Fitch Affirms Indianapolis Local Public Improvement Bond Bank, IN Rfdg Bnds at 'AA-'
OREANDA-NEWS. Fitch Ratings has affirmed the 'AA-'rating on the following bonds:
--$11.4 million Public Improvement Bond Bank refunding bonds, series 2014C.
The Rating Outlook is Stable.
The bonds are limited obligations of the bond bank which, under Indiana law, is empowered to buy and sell securities of 'qualified entities' such as the city of Indianapolis (the city), Marion County, all special taxing districts in the city, and all entities with tax levies reviewed by the city-county council. The bond bank itself has no taxing power.
The bonds are payable from tax increment (TIF) revenues generated within two separate allocation areas, previously established in the city's Fall Creek/Citizens Consolidated Redevelopment Area, which is located within the redevelopment district. The bonds are additionally supported by a cash-funded debt service reserve fund (DSRF) funded to maximum annual debt service (MADS) and a city moral obligation pledge to replenish draws on the DSRF.
KEY RATING DRIVERS
CITY MORAL OBLIGATION PLEDGE: The city's moral obligation elevates the TIF rating due to the city's strong financial profile and regular use of moral obligations as part of its capital program. Fitch rates the city's general obligations (GO) bonds 'AAA' with a Stable Outlook.
SOUND COVERAGE; WEAK ABT: Debt service coverage (DSC) from TIF revenues is sound.
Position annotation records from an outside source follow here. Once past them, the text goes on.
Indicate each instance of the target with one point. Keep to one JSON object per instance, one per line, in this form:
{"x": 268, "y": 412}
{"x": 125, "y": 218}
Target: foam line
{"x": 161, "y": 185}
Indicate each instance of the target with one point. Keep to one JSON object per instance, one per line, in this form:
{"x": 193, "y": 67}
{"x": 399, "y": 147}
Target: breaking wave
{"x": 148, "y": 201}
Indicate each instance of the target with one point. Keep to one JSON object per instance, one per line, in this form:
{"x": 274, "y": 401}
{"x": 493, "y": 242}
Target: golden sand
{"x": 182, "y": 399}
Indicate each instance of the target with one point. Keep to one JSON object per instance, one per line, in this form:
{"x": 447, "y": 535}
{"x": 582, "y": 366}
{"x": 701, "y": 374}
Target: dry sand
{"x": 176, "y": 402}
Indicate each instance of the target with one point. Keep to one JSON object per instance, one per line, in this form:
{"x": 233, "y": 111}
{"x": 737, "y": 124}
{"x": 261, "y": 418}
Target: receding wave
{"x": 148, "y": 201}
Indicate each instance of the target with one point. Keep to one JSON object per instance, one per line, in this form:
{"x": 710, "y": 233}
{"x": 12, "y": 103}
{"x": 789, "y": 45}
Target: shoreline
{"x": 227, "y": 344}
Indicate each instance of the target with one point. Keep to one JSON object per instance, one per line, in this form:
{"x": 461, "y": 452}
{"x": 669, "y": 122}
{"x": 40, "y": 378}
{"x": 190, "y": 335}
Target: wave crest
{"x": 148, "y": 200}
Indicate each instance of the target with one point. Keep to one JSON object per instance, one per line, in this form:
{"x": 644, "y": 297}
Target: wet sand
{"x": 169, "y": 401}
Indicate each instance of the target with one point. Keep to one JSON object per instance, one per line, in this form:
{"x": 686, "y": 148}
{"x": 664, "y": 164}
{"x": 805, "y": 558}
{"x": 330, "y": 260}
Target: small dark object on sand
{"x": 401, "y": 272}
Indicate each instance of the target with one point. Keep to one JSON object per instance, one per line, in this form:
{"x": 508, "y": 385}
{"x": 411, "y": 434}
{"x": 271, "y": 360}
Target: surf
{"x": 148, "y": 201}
Fitch believes that legislative limitations on taxable assessed value (TAV) and tax rate growth minimize the likelihood of significant increases in DSC. The additional bonds test (ABT) is weak at 1.25x.
WEAK PLEDGED REVENUES: TIF revenues are derived from a small, residential area of the city with a relatively weak economic profile.
CHANGE IN THE CITY'S GO RATING: Deterioration in the credit quality of the city could negatively affect the value of the moral obligation pledge.
MAINTENANCE OF ADEQUATE DSC: Fitch expects the TIF district to limit leverage, keeping DSC around the currently sound level to offset concerns about the small project area, as well as potential reductions to TAV. Fitch believes these factors limit the rating to its current level.
SMALL RESIDENTIAL AREA
The 160-acre redevelopment area is comprised of approximately 1,000 primarily residential parcels, located near the northeast side of downtown. The allocation areas had four phases of development. Phases 1, 2 and 3 are fully built out. Phase 4, which was implemented during the recession, still has some vacancy.
TAV increased by 3.2% to $91.7 million in 2015 from $88.5 million in 2014. This follows a 2013 reassessment which resulted in a 20% increase in TAV. There are currently no tax abatements in the TIF district.
As a largely residential project area, taxpayers are diverse, with the 10 largest property taxpayers representing approximately 4.7% of TAV. The redevelopment area includes two allocation areas: Fall Creek/Citizens Consolidated Housing Tax Increment Financing Allocation Area (80% of TAV), and Fall Creek/Citizens Consolidated East Housing Tax Increment Financing Allocation Area, established March 1, 1990 and March 1, 2005, respectively.
ADEQUATE DEBT SERVICE COVERAGE
Assuming 2015 estimated TIF revenues and no change in TAV through bond maturity (2028), projected DSC on the 2014C bonds is sound at 2.1x MADS. Debt service is relatively level, so projected coverage on an annual basis is comparable to MADs.
There are no plans to issue additional parity debt. The weak ABT requires independent certification that the estimated TIF revenue covers the MADS requirements on any outstanding bonds, plus any proposed additional bonds by at least 1.25x.
CITY'S MORAL OBLIGATION PLEDGE ELEVATES THE RATING
The city's strong credit quality and high financial flexibility coupled with its ordinance to consider the appropriation, if necessary, supports the bonds' 'AA-' rating. In the event TIF revenues prove to be insufficient, resulting in a draw on the DSRF, the chairman of the bond bank will certify the deficiency to the city-county council of the city and Marion County by December 1 of each year. The city-county council may, at its discretion, appropriate sufficient funds to restore the DSRF to the required level under the indenture. Fitch believes that the December 1st deadline ensures sufficient time to replenish the debt service reserve prior to the February 1 payment date.
Fitch considers the city's regular use of the moral obligation as a motivation to honor it in order to preserve its reputation in the capital markets. However, Fitch also recognizes that this project covers a limited geographic area with a small population as compared with other projects financed by the city using its moral obligation.